Довольно многие представители тогдашней «элиты» Уругвая с удовлетворением воспринимали «наведение порядка» португальскими войсками, ликвидацию прогрессивных реформ Артигаса («анархии»). Один из них, политический и религиозный деятель А. Ларраньяга, призывал сограждан «наслаждаться покоем, воссоздавать здоровое общество, пользуясь либеральной конституцией Бразилии, защитой благонадежных граждан ее армией». В этом, считал он, и заключается «истинный патриотизм»[117]. Бывший командующий в армии Артигаса, Фруктуосо Ривера, также считал невозможным получение независимости и ратовал за «относительную независимость» (некую автономию в рамках Бразильской империи, провозглашенную в октябре 1822 г.). Его сторонники называли себя «реалистами» или «посибилистами»[118].
Однако довольно многие уругвайцы покинули оккупированную родину и нашли прибежище в Буэнос-Айресе.
Считается, что причины вражды между Ф. Риверой и М. Орибе, которые в итоге привели к созданию двух главных уругвайских партий «Колорадо» и «Бланко», лежали в политической плоскости и взаимной личной антипатии. И тот, и другой в свое время служили в армии Артигаса. Оба придерживались либеральных взглядов. Но в конце 1817 г., когда Монтевидео уже был в руках португальцев, М. Орибе, его брат Игнасио и полковник Р. Бауса ушли в Буэнос-Айрес с частью войск, находившихся под их командованием. Ривера же остался в Монтевидео и пошел на службу к португальскому командующему Лекору.
В итоге среди уругвайцев сложилось две главные политические силы – «группа Монтевидео», включая Ф. Риверу, его про-португальскую фракцию и так называемый «Клуб барона» (подразумевая титул португальского главнокомандующего К. Ф. Лекора – «барон де Лагуна»); и эмигранты из Буэнос-Айреса во главе с М. Орибе, которые придерживались принципов унитаризма и максимального сплочения с другими провинциями Ла-Платы.
В 1821 г. Орибе вернулся в Монтевидео.
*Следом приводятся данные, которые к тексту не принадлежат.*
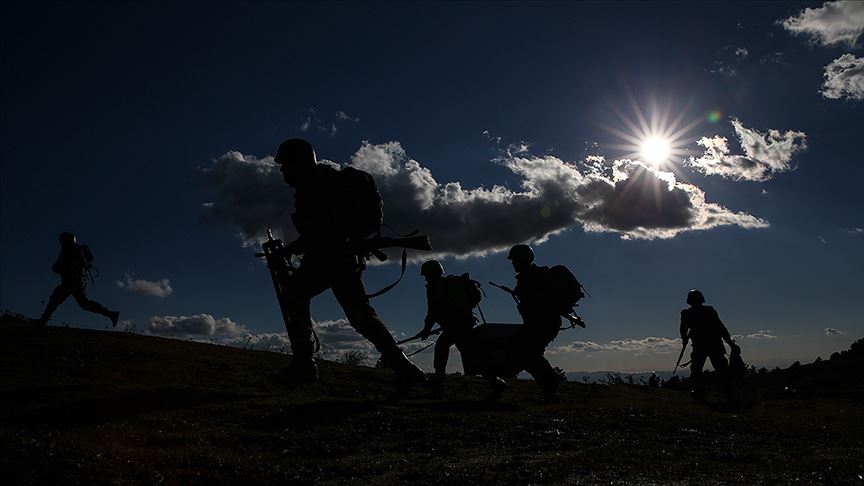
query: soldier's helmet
[57,231,78,246]
[507,245,534,263]
[687,289,705,305]
[420,260,444,277]
[273,138,318,165]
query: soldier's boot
[387,349,426,402]
[543,373,566,403]
[270,356,318,385]
[486,376,510,402]
[428,372,444,399]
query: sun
[640,137,672,166]
[598,96,702,173]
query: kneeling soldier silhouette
[30,233,120,327]
[274,139,425,400]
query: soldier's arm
[678,309,690,344]
[712,309,735,346]
[51,253,63,274]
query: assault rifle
[255,228,295,325]
[255,228,432,310]
[672,334,690,375]
[396,327,441,344]
[489,282,585,331]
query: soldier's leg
[285,262,328,362]
[434,331,456,377]
[72,287,113,317]
[332,271,401,356]
[708,353,733,401]
[690,351,708,400]
[38,284,72,325]
[332,270,426,400]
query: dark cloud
[116,273,174,297]
[201,142,767,256]
[147,314,249,338]
[551,336,681,356]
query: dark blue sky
[0,2,864,370]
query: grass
[0,322,864,484]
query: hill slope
[0,322,864,484]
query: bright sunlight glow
[640,137,672,165]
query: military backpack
[444,273,482,309]
[544,265,585,314]
[339,167,384,238]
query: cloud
[687,118,807,182]
[747,329,777,339]
[200,142,768,256]
[146,314,416,362]
[147,314,249,338]
[779,0,864,47]
[115,273,174,297]
[820,54,864,100]
[551,336,681,356]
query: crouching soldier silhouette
[273,139,425,399]
[680,289,741,401]
[419,260,507,399]
[505,245,581,403]
[30,233,120,327]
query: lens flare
[641,137,672,165]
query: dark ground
[0,321,864,484]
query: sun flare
[599,97,702,172]
[641,137,672,165]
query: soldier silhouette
[30,233,120,327]
[420,260,507,399]
[680,289,741,401]
[507,245,564,403]
[274,139,425,399]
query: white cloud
[747,329,777,339]
[201,142,768,256]
[146,314,428,363]
[147,314,249,338]
[820,54,864,100]
[687,118,807,182]
[551,336,681,356]
[115,273,174,297]
[780,0,864,47]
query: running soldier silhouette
[507,245,564,403]
[30,233,120,327]
[680,289,741,401]
[274,139,425,399]
[420,260,507,399]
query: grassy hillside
[0,322,864,484]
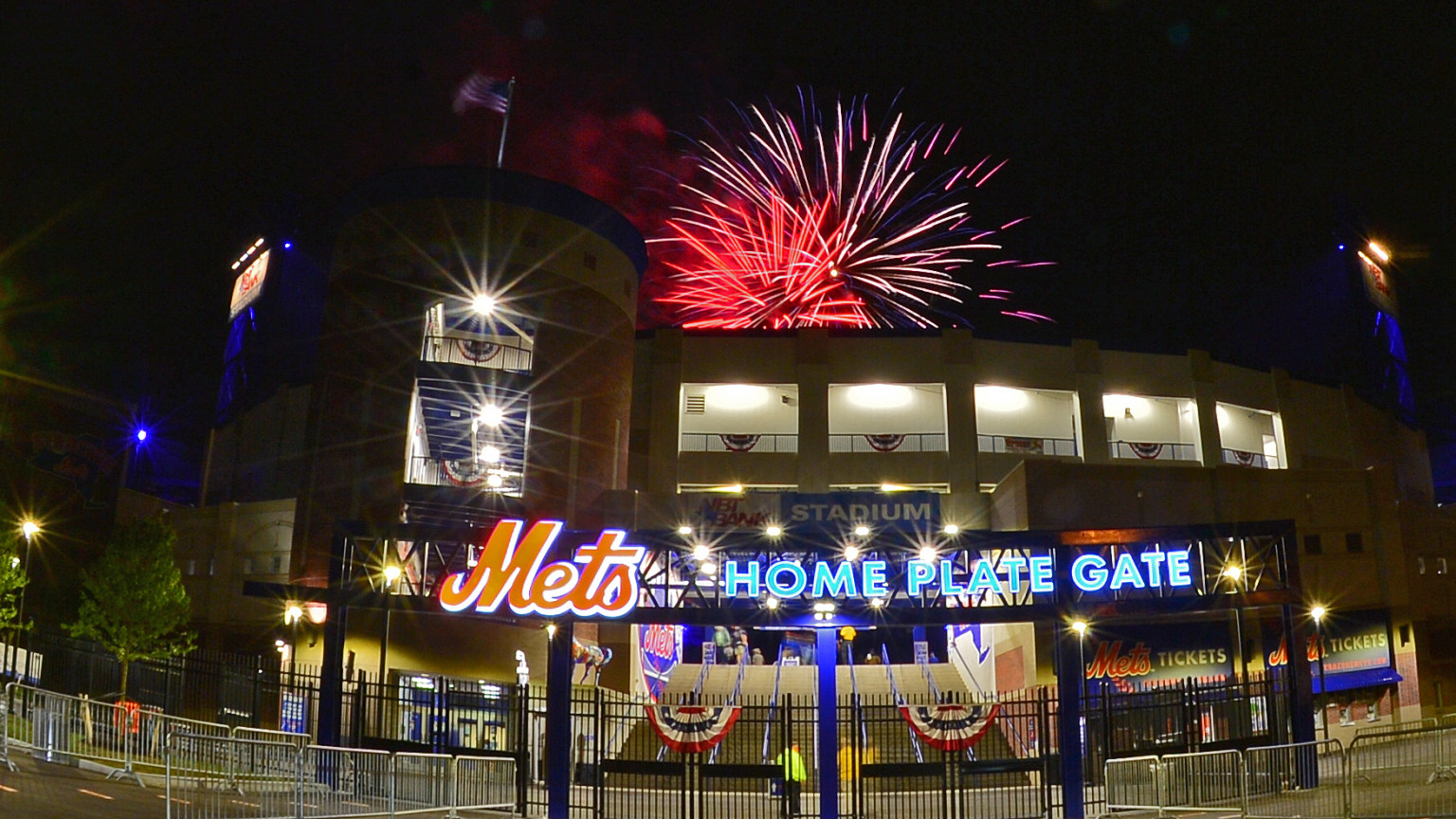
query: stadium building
[144,168,1453,816]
Там он организовал тайное масонское «Общество Восточных кабальерос», целью которого было сплочение сил уругвайских патриотов, возвращение на родину, участие в Сисплатинском конгрессе и достижение независимости провинции от бразильцев.
В это время среди португальско-бразильских сил начался раскол: одни поддерживали регента Педру, который вел себя все более независимо, другие оставались верны королю Жуану VI. Орибе встал на сторону генерала-роялиста Алвару да Коста, продолжавшего удерживать Монтевидео, в то время как генерал Лекор (как и его соратник Ф. Ривера) разместился в Канелонесе и поддержал Педру.
Упования Орибе и его «кабальерос» на Сисплатинский конгресс 1821 г. и мирный переход власти к кабильдо Монтевидео не оправдались. Туда были допущены лишь те уругвайцы, которые сотрудничали с оккупантами. И они единодушно проголосовали за присоединение к Португалии. Делегаты добились лишь минимума автономии – признания провинции «особым регионом», имеющим свои границы, некоторые местные законы, обычаи, традиции, гарантии от дополнительных налогов и поборов, религиозную автономию. Политиканы, торговцы, священнослужители и землевладельцы восхваляли решения конгресса как «триумф посибилизма» [119].